On 23 June 2016 the ‘Brexit’ referendum will take place; the only question being asked is does the UK stay a member of the European Union, or do we leave? Polls have the voters nearly tied with the ‘as yet undecided’ being the crucial swing votes, and over the next few months both camps will be fervently campaigning for the future of Britain.
Polls indicate that the vote is nearly tied, and so over the next few months both camps will be fervently campaigning for the crucial swing votes of the ‘as yet undecided’, to determine the future of Britain.
The ‘remain’ camp’s principal argument is that Brexit is the biggest domestic risk to the economy, a view shared by Mark Carney, the governor of the Bank of England, and reinforced by the falling value of the pound. In the spring 2016 budget, announced on 16 March, George Osborne also concluded that Britain leaving the EU would adversely affect our economy, which is slowly still recovering from the recession in 2008. In the weeks since the budget, more and more financial institutions are declaring their support to remain in the EU. Internationally the IMF have also stated they believe Britain is a financially stronger entity as part of the EU.
However, the pro-leaving camp are campaigning that Britain under membership of the EU has lost control of its ability to govern its own future. Instead, the vote leave camp advocate that by leaving, Britain will have more control over spending and will have the freedom to re-invent our economy more in line with a Singapore-style supercharged economy. As the sixth largest economy in the world, and a super power within the EU, there is substantial evidence to suggest that the EU costs the UK too much in taxpayers’ money; and headlines constantly refer to how much the UK, France and Germany are propping up the other member states’ weaker economies. There is also the well documented argument that the EU wastes too much, as well as burdening member states with superfluous regulation. By leaving the EU, the campaigners insist that Britain should and can make all its own decisions.
If the UK were to exit the EU, the impact on the UK, and UK business in particular, will depend on the detailed terms of the UK’s negotiated exit. There is no precedent for a country leaving the EU, and therefore exit terms, and the relationship between the UK and the EU (or individual countries within the EU) can only be speculated. Much UK law and regulation is based on EU law; how an exit would affect current law or its interpretation is not yet clear.
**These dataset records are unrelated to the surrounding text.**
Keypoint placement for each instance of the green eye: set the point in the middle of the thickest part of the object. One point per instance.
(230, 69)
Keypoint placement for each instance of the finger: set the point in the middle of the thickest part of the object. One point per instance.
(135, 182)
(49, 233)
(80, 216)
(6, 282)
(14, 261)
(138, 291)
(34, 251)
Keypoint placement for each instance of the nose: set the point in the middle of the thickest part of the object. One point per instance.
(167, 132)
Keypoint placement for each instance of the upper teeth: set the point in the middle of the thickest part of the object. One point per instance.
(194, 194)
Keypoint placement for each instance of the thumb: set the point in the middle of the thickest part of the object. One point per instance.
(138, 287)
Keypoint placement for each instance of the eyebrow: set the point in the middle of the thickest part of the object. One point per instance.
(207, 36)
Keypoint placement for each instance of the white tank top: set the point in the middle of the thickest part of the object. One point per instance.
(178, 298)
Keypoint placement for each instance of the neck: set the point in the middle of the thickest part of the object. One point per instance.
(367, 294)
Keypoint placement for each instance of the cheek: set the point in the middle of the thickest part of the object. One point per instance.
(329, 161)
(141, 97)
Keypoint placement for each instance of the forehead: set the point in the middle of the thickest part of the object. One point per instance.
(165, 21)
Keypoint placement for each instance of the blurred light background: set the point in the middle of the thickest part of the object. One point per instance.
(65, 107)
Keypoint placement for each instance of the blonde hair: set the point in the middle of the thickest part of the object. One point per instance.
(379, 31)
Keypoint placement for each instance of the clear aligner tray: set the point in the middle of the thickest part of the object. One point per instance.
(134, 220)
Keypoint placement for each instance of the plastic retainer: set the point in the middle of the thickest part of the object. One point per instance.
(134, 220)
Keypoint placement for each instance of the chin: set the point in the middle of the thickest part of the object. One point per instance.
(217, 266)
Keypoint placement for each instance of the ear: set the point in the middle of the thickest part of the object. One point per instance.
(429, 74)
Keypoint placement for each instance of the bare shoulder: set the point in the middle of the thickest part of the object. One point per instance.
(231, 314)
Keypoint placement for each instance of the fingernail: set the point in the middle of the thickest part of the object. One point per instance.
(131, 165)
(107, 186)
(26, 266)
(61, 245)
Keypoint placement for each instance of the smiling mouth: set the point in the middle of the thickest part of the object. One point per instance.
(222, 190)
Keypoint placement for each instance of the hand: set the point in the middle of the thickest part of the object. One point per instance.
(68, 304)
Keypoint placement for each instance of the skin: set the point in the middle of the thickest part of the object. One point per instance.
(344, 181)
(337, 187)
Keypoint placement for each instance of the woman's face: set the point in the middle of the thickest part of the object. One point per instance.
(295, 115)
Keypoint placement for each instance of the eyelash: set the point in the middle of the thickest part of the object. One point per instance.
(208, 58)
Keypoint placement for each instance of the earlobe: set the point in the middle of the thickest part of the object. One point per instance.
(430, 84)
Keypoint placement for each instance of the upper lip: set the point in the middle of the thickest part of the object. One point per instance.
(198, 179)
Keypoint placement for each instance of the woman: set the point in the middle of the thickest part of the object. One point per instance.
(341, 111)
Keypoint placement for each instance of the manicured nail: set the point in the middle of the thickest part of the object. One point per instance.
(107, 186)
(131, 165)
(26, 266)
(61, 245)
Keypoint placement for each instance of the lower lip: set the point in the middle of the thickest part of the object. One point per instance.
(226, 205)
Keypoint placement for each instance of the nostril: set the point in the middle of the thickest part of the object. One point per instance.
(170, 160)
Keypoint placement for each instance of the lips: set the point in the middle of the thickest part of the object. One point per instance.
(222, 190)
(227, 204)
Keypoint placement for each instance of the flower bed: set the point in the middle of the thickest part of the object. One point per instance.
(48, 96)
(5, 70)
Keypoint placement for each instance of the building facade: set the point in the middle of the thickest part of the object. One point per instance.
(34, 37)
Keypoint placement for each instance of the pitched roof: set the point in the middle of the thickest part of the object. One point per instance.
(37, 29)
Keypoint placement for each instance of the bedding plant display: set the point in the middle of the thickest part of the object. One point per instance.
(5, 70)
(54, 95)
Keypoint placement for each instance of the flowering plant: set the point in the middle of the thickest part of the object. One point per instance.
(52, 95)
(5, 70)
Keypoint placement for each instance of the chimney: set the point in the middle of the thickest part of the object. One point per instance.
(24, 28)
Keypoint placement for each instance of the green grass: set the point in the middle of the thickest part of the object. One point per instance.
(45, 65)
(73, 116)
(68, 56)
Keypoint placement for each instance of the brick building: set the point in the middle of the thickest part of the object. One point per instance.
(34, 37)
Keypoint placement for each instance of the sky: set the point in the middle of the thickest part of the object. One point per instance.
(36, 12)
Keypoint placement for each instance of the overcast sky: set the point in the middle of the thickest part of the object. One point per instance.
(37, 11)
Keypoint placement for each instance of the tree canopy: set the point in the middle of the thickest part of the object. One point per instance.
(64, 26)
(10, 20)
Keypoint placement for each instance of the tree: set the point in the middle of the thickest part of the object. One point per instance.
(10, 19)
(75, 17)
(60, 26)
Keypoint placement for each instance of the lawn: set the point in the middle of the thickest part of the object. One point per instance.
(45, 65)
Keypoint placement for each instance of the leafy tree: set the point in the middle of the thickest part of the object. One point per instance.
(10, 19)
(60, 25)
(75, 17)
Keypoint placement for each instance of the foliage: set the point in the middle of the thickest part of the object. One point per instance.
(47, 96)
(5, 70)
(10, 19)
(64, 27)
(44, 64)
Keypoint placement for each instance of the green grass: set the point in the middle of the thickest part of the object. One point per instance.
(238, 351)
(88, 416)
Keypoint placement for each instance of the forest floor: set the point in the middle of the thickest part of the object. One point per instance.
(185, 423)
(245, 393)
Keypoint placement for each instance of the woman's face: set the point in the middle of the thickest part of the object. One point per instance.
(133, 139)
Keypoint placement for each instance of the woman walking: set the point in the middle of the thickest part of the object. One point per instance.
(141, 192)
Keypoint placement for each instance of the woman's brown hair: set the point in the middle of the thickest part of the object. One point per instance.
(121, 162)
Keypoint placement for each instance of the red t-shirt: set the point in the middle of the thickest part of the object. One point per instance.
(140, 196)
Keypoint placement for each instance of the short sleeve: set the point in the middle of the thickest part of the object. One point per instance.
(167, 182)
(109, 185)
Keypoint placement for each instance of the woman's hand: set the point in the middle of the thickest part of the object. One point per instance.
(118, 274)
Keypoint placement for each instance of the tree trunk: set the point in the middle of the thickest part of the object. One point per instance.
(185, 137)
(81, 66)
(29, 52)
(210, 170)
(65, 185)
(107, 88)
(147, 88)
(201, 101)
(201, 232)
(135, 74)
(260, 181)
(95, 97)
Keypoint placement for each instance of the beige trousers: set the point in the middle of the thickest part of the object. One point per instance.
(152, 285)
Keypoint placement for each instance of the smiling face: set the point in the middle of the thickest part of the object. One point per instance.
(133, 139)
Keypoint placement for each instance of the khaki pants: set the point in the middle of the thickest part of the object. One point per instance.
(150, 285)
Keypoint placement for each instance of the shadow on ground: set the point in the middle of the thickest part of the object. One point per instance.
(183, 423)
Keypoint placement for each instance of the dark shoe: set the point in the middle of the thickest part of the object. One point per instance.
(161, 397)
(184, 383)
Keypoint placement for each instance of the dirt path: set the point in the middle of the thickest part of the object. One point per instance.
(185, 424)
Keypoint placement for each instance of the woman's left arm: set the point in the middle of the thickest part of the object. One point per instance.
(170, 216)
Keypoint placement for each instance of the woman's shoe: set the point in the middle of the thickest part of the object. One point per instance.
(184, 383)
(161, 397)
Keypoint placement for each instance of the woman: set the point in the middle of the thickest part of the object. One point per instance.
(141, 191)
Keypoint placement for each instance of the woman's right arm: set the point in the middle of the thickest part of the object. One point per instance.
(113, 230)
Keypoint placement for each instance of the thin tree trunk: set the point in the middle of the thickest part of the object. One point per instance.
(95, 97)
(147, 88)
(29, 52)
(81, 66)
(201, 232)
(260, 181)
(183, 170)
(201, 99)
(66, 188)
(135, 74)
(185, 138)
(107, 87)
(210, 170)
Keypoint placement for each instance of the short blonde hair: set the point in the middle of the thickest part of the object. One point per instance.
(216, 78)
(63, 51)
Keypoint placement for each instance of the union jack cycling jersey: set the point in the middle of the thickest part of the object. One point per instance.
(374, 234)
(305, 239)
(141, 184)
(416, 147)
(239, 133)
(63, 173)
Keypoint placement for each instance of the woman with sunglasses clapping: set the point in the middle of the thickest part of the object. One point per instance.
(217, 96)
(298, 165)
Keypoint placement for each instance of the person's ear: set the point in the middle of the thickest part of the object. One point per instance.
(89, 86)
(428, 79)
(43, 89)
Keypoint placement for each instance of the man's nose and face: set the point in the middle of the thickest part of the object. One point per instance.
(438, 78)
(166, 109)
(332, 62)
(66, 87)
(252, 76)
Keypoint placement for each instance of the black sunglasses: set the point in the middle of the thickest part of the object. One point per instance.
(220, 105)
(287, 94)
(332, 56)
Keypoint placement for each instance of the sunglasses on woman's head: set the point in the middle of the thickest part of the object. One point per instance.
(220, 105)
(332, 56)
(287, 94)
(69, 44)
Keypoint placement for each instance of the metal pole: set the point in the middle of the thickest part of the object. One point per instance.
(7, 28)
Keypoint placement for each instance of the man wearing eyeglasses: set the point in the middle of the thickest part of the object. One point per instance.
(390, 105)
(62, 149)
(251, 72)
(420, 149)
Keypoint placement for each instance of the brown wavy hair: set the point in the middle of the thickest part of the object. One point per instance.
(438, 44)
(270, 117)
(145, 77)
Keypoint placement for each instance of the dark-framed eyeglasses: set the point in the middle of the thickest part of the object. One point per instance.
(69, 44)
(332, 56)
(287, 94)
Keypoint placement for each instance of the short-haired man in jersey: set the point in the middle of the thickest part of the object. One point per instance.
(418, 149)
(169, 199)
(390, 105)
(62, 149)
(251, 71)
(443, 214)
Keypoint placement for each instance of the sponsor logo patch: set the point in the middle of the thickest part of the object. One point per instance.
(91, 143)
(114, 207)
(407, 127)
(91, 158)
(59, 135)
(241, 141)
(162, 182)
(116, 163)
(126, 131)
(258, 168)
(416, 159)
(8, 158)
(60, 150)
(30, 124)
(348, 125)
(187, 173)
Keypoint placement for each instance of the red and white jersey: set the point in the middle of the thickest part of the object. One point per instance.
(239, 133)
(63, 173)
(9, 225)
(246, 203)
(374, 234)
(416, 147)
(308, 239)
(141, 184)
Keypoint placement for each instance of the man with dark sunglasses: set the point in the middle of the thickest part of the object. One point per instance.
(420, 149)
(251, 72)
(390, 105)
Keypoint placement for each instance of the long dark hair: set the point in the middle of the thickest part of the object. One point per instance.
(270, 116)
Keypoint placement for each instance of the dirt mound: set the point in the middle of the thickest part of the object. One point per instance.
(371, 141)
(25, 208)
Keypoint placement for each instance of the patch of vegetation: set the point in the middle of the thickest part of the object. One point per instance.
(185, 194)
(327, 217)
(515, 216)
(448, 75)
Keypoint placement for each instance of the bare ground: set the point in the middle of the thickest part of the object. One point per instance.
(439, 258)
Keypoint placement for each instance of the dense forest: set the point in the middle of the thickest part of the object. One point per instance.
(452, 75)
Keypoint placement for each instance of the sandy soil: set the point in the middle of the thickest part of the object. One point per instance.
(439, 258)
Commentators are currently debating the strengths and weakness of the possible options available to the UK post exit. The first option is for the UK to become a member of the European Economic Area (EEA) but not a member of the EU. The UK would enjoy the benefits of free movement rules and would contribute (albeit at a reduced amount) to the central running of the Internal Market as well as maintaining many of the EU laws already in place.
Option two is for the UK to become a member of the European Free Trade Association (EFTA) rather than the EEA. The UK would be able to enter into bilateral trade agreements with the EU, however businesses would not be governed by the same laws as member countries. The UK would therefore be free to conclude separately negotiated trade agreements with other countries either independently or jointly through EFTA.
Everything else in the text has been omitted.